Table 4 Blast Injuries
• External injuries
° Total body disintegration indicates high-order condensed explosive at close range (260,262,263,274)
° Mangling of body near explosion with parts of extremities amputated (262,274). Craniofacial injuries, if suicide (267). Lower limb amputations typical of standing or seated individual (Fig. 37; ref. 277). Hand injuries, if explosive device held (Fig. 38; refs. 267, 271, 278, and 279) ° Projectile injury (263,265,274; Fig. 39) ° Punctate lacerations (274)
° Dust tattooing (274).

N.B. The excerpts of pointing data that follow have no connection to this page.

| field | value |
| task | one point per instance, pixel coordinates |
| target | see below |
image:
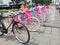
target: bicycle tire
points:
(33, 27)
(19, 30)
(1, 29)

Black soiling from explosive materials (263) ° Injury from fallen rubble (274)
° Burns (flash burns and singed hair seen on victims in immediate vicinity; see Fig. 40 and ref. 274)
° Propulsion of victim into other structures leading to secondary injuries (271)
• CNS hemorrhages (meninges, brain, nerve roots )
• Retinal hemorrhage (271)
• Eardrum rupture (a primary blast effect [260,271,272,275,276,280,281])
• Neck laceration and laryngeal fractures (265)
• Lung (primary blast effect; see Fig. 41 and ref. 281)
° Lacerations, hemorrhage (unless respiratory passages are obstructed by blood leading to asphyxia) does not necessarily cause death, survivors can progress to adult respiratory distress syndrome (see Chapter 1, Subheading 4.3. and refs. 260,261,265, 271,276, and 280) ° Pleural and subpleural hemorrhages (occur at areas of stress concentration—posterior surface of lungs, adjacent to heart, and diaphragm [261 ]) ° Acute emphysema, subpleural bullae, tension pneumothorax (261) ° Air embolism (see Chapter 5, Subheading 14.3.; Chapter 7, Subheading 12.1.;Chapter 8, Subheading 12.4.; and ref. 261).
• Cardiac dysrhythmia (282)
° Bradycardia (vagal reflex from pulmonary injury [260,283]) ° Commotio cordis (possible when blast victims have no obvious fatal injury; see Chapter 8, Subheading 6.4. and refs. 260 and 261)
• Myocardial hemorrhage (260)
• Cardiac laceration (275)
• Aortic laceration (265)
• Hepatic laceration (265,275,276)
• Esophageal, gastric or intestinal perforation (also intramural hemorrhage, transection of fixed parts [260,265,271,276,280])
• Gallbladder rupture (275)
• Kidney laceration (265,275)
• Urinary bladder rupture (271,275)
• Splenic laceration (265,275)
• Adrenal laceration (275)
Upper and lower extremity fractures, spinal fractures (260,265,271)
CNS, central nervous system.
Other mechanisms of injury include penetrating trauma by secondary missiles that can travel great distances (secondary blast injury), displacement of victim by blast wind (tertiary blast injury), burns from flash or structural fires, exposure to noxious gases, and crush (260,261,263,265-272,276). If there is a fire, the leading edge of the flame travels up to 200 m/s (450 mph) following the blast (266).
Explosions are associated with characteristic injury patterns (Table 4).